Tchad: le clan Déby menacé?

Bernard Lugan.

Bernard Lugan.

ChroniqueLa mort de Yaya Dillo, opposant politique de premier plan au général Mahamat Idriss Déby Itno, est présentée comme une conséquence de la compétition aux prochaines élections présidentielles. Or, le fond du problème n’est pas là. Il est que les Zaghawa, qui étaient au pouvoir avec Idriss Déby Itno, ne se reconnaissent pas dans son fils Mahamat Idriss Déby qui n’est qu’à moitié Zaghawa, puisque sa mère est Gorane. De plus, il a épousé une Gorane. Et pas n’importe quelle Gorane!

Le 05/03/2024 à 11h01

Le 28 février dernier, à N’Djamena, le Zaghawa Yaya Dillo, cousin et opposant de l’actuel président de transition, le général Mahamat Idriss Déby Itno, fils d’Idriss Déby Itno, a été tué dans des circonstances plus que confuses par les forces de sécurité tchadiennes.

La presse a présenté la mort de Yaya Dillo, président du Parti socialiste sans frontières (PSF), un parti d’opposition, comme s’inscrivant dans la compétition ouverte au sein des élites dirigeantes tchadiennes dans l’optique des prochaines élections présidentielles du mois de mai 2024. Une mort qui devrait donc être vue comme l’élimination d’un opposant politique de premier plan au général Mahamat Idriss Déby Itno.

Or, le fond du problème n’est pas là.
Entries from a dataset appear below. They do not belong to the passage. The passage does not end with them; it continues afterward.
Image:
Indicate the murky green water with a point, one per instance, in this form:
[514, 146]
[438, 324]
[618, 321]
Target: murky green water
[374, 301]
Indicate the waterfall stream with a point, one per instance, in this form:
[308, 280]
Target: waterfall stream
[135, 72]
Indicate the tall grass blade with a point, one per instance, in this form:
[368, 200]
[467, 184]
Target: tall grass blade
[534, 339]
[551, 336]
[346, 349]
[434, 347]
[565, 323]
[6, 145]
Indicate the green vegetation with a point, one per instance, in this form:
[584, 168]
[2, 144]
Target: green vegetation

Il est que les Zaghawa, qui étaient au pouvoir avec Idriss Déby Itno, ne se reconnaissent pas dans son fils Mahamat Idriss Déby qui n’est qu’à moitié Zaghawa, puisque sa mère est Gorane. De plus, il a épousé une Gorane. Et pas n’importe quelle Gorane, mais Zineb Goukouni Oueddei, la plus jeune fille de l’ancien président tchadien Goukouni Weddeye, lui-même fils du Derdéi, le chef spirituel des Toubou du Tibesti.

Gorane est un nom arabe pour désigner les Toubou qui connaissent deux grandes composantes, ceux du Tibesti et ceux du Kanem-Borkou.
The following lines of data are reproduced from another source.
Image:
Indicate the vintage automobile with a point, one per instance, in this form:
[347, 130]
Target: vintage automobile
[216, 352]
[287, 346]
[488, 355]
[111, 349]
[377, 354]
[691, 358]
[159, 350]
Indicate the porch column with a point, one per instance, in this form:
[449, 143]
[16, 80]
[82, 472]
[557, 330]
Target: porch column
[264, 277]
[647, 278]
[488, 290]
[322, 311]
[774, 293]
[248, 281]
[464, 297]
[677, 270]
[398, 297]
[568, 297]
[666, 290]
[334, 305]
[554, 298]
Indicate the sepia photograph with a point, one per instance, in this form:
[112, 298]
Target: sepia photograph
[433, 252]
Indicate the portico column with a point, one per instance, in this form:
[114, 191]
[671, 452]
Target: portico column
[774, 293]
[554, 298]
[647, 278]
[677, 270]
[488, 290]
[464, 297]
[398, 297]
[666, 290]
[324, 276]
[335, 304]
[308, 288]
Dans les années 1970, les deux composantes toubou s’opposèrent dans une lutte fratricide. L’une, celle du Tibesti, était dirigée par Goukouni Weddeye, l’autre, par Hissène Habré.

En 1979, Goukouni Weddeye remporta la première manche avec l’aide du colonel Kadhafi, et Hissène Habré fut contraint de se retirer dans l’est du Tchad, chez les Zaghawa, ethnie vivant à cheval sur la frontière Tchad-Soudan. Puis, le 17 juin 1982, Hissène Habré prit N’Djamena et les forces armées libyennes intervinrent pour sauver Goukouni Weddeye. En réaction, la France déclencha l’Opération Manta afin d’interdire aux Libyens de franchir le 16ème parallèle.
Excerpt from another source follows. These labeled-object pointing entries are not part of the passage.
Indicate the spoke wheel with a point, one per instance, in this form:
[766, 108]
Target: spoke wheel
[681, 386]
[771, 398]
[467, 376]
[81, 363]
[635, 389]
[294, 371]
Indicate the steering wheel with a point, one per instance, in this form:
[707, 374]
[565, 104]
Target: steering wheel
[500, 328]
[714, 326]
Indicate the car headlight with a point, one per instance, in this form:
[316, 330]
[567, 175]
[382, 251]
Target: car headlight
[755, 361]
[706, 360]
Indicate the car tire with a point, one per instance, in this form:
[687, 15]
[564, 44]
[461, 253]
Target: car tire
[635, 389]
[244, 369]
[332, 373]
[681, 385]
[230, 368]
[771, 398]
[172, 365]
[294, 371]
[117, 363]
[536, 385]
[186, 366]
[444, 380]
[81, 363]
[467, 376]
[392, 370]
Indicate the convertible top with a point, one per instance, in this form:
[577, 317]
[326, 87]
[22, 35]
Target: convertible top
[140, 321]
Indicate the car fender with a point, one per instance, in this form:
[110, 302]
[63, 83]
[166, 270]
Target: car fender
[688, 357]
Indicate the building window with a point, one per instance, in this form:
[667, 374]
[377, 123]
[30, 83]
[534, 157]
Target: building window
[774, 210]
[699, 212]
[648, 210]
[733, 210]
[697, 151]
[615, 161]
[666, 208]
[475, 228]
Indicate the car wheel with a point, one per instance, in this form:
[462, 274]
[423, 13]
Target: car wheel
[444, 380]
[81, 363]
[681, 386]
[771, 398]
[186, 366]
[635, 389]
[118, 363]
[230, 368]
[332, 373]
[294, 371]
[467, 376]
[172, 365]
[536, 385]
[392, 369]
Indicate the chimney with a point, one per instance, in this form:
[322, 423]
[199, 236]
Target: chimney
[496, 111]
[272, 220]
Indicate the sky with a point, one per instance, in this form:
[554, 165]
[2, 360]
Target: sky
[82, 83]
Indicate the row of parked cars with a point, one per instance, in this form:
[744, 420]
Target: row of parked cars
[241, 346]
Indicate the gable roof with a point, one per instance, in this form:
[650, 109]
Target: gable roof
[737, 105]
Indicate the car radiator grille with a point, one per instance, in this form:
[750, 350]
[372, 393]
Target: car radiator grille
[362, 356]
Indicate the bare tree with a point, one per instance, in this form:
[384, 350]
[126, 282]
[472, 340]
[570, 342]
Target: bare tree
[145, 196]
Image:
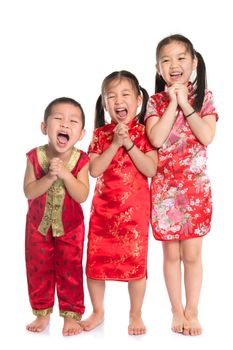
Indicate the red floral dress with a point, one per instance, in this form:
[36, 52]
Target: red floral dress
[180, 191]
[120, 214]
Puis, menés par Idriss Déby Itno, au mois de novembre 1990, les Zaghawa prirent N’Djamena et Hissène Habré fut chassé du pouvoir.

Le 20 avril 2021, Idriss Déby Itno fut tué au combat contre des rebelles et son fils, le général Mahamat Idriss Déby Itno, lui succéda, ce qui provoqua la méfiance de certains Zaghawa, considérant qu’il n’est qu’en partie des leurs et que son tropisme gorane allait les marginaliser.

Zaghawa, Toubou du Tibesti (les Teda), Toubou de l’Ennedi-Oum Chalouba (les Daza-Gorane) et Arabes du Ouadaï sont divisés en une multitude de sous-groupes. Tous additionnés, ils totalisent moins d’un quart de la population du Tchad. C’est pourtant autour de leurs rapports internes de longue durée, de leurs alliances, de leurs ruptures et de leurs réconciliations plus ou moins éphémères que s’écrit l’histoire du pays depuis l’indépendance. C’est autour d’eux que se sont faites toutes les guerres du Tchad depuis 1963. C’est de leurs relations que dépend le futur du pays, la majorité de la population n’étant que la spectatrice-victime de leurs déchirements.

Si, à la faveur de rivalités internes et de règlements de compte inter-tribaux, les fractions ou les sous-fractions de l’ancienne coalition ethno-clanique constituée autour d’Idriss Déby s’opposaient, le régime de son fils serait alors extrêmement fragilisé.